いや、メイソンは特に気にしていないのか、いつも通りだな。
ここに来るまで、ほとんどはボルボとメスが倒している。
襲ってくるのは黒硫黄III相当のエーテル燃焼体だ。
三人は、エーテル燃焼体の襲撃へ対応が間に合っていない。
「ボル、あんまりいじめるな。最初はみんな同じだ。それに、隊列の問題もある。無理に前に出ないでいい」
エアハルトさんのフォローが入る。
「す、すごい……さすが白金の先輩達。
これなら僕たちも生き残れるかもしれない……」
ネストが、興奮したように呟いた。
「おい。お前はバカか? まだここは外周だぞ。
こんなとこで死んだやついねーよ」
ネストの呟きを聞いたメスが、バカにした様子で告げる。
「そ、そうですよね……。
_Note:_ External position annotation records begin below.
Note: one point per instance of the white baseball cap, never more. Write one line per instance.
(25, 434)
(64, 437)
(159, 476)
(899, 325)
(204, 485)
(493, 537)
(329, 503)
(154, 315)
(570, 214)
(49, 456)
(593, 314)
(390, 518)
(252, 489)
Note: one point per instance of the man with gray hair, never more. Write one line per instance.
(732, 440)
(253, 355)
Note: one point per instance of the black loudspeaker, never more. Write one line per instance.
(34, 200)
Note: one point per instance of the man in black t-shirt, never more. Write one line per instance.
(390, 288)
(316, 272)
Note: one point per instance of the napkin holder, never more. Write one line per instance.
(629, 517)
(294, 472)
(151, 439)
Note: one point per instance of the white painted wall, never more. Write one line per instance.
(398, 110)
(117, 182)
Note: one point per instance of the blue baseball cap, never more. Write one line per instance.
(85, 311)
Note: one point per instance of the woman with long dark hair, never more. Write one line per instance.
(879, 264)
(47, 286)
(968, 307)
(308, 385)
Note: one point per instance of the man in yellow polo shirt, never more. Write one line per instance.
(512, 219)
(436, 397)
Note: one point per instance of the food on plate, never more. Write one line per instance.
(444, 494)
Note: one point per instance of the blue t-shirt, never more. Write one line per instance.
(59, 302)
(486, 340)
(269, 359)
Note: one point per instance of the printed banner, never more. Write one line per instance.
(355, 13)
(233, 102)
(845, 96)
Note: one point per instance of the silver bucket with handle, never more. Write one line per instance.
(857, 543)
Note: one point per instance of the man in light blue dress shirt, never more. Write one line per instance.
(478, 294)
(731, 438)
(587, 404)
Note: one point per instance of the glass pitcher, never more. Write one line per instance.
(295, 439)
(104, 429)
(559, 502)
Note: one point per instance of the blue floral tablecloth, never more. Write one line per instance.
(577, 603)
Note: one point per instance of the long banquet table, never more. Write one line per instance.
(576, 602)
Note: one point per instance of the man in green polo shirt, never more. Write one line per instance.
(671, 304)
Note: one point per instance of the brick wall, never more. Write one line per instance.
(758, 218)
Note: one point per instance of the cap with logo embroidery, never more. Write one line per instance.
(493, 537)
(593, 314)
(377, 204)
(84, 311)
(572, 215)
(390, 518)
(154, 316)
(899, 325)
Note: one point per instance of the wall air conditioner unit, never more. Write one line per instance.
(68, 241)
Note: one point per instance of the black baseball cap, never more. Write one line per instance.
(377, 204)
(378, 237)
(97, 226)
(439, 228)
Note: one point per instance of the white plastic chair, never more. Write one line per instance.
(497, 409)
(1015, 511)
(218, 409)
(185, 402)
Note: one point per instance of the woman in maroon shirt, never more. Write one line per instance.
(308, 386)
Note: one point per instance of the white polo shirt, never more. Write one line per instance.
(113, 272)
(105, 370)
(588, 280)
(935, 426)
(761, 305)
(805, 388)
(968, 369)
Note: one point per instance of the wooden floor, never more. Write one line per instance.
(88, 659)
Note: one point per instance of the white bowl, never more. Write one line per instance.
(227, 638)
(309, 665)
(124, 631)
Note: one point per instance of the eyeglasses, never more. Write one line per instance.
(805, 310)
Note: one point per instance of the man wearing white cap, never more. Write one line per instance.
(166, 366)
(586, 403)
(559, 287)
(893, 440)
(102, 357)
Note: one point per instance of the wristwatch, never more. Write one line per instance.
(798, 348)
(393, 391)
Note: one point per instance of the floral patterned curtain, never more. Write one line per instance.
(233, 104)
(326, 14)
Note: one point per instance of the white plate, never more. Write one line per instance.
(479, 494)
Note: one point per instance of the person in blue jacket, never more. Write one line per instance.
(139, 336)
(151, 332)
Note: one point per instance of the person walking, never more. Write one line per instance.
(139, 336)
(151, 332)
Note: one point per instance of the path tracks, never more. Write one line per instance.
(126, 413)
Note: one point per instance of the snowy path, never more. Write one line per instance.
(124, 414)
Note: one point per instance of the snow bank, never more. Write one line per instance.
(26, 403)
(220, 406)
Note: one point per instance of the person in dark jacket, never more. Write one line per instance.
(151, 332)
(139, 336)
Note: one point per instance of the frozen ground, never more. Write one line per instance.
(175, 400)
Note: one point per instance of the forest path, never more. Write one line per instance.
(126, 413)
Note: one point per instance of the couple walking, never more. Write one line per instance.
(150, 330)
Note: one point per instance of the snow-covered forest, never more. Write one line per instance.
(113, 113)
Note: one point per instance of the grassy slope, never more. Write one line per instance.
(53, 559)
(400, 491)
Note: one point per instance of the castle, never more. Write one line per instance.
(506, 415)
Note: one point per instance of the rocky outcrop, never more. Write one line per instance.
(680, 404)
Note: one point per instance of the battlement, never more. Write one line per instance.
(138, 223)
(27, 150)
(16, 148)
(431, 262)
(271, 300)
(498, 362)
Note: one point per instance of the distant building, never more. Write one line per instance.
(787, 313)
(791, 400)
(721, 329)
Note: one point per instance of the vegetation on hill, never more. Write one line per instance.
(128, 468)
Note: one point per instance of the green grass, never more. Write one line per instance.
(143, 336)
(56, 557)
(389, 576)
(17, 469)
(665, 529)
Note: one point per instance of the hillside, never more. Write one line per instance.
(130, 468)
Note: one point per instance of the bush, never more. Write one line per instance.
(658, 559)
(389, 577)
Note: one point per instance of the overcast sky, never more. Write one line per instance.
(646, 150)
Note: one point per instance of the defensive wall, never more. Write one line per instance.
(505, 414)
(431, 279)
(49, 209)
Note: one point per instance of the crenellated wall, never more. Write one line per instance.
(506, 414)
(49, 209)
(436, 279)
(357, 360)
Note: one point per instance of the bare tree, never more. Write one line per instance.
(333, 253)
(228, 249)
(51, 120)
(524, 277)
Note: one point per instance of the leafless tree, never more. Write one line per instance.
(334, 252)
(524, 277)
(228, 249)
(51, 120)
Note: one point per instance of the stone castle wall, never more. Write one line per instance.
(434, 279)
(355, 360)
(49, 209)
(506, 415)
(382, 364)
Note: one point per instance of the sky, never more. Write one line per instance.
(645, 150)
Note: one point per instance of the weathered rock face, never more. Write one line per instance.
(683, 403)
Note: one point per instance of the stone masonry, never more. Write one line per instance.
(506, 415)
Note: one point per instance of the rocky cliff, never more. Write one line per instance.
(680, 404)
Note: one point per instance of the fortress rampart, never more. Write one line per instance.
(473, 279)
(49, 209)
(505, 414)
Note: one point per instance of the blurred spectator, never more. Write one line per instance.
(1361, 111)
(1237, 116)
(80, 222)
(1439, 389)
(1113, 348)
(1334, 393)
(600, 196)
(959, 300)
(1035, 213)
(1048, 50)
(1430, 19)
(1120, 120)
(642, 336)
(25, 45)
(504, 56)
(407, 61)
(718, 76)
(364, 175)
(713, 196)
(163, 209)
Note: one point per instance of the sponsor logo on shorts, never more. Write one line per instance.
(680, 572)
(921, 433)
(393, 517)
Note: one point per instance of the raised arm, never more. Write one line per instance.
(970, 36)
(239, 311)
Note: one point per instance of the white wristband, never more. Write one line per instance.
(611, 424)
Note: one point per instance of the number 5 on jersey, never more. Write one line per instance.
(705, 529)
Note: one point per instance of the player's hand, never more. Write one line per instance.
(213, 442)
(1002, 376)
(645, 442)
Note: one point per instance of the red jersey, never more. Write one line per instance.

そうでした……」
ネストが落ち込む。
斥候役の7割が死ぬと言われるのは未踏領域だからこそだ。
この程度のレベルなら、そんなに死なないだろうな。
とはいえ……
「気配察知は俺の方がかなり上だと思う」
こっそりとアルに呟く。
『あ? 俺が鍛えたんだからあたりめーだろ』
俺はアルの厳しすぎる訓練のおかげで、一日中休みなく気配察知の練習ができた。
だけど普通はあんな方法無理だからな……
これはしょうがないだろう。
それにしても荷物が重い……
灰塵レベルのエーテル燃焼だと、やっぱり疲れるな。
この場でそれ以上にレベルを上げると見つかるから、どうしようもないけど。
そんなことを考えてながら、日が暮れるまで皆歩き続ける。
明日には未踏領域に入るはずだ。
エリカ達は、すでに気圧されているが、おそらく白金の先輩達はまだ力のほとんどを出していない。
きっと今以上に厳しい戦いがあるだろう。
そうなれば、ドサクサに紛れて離脱できるかもしれないな。
日が沈み、不気味な暗さが漂い出した周囲を見渡しながら、俺は明日以降のことを考え始めていた。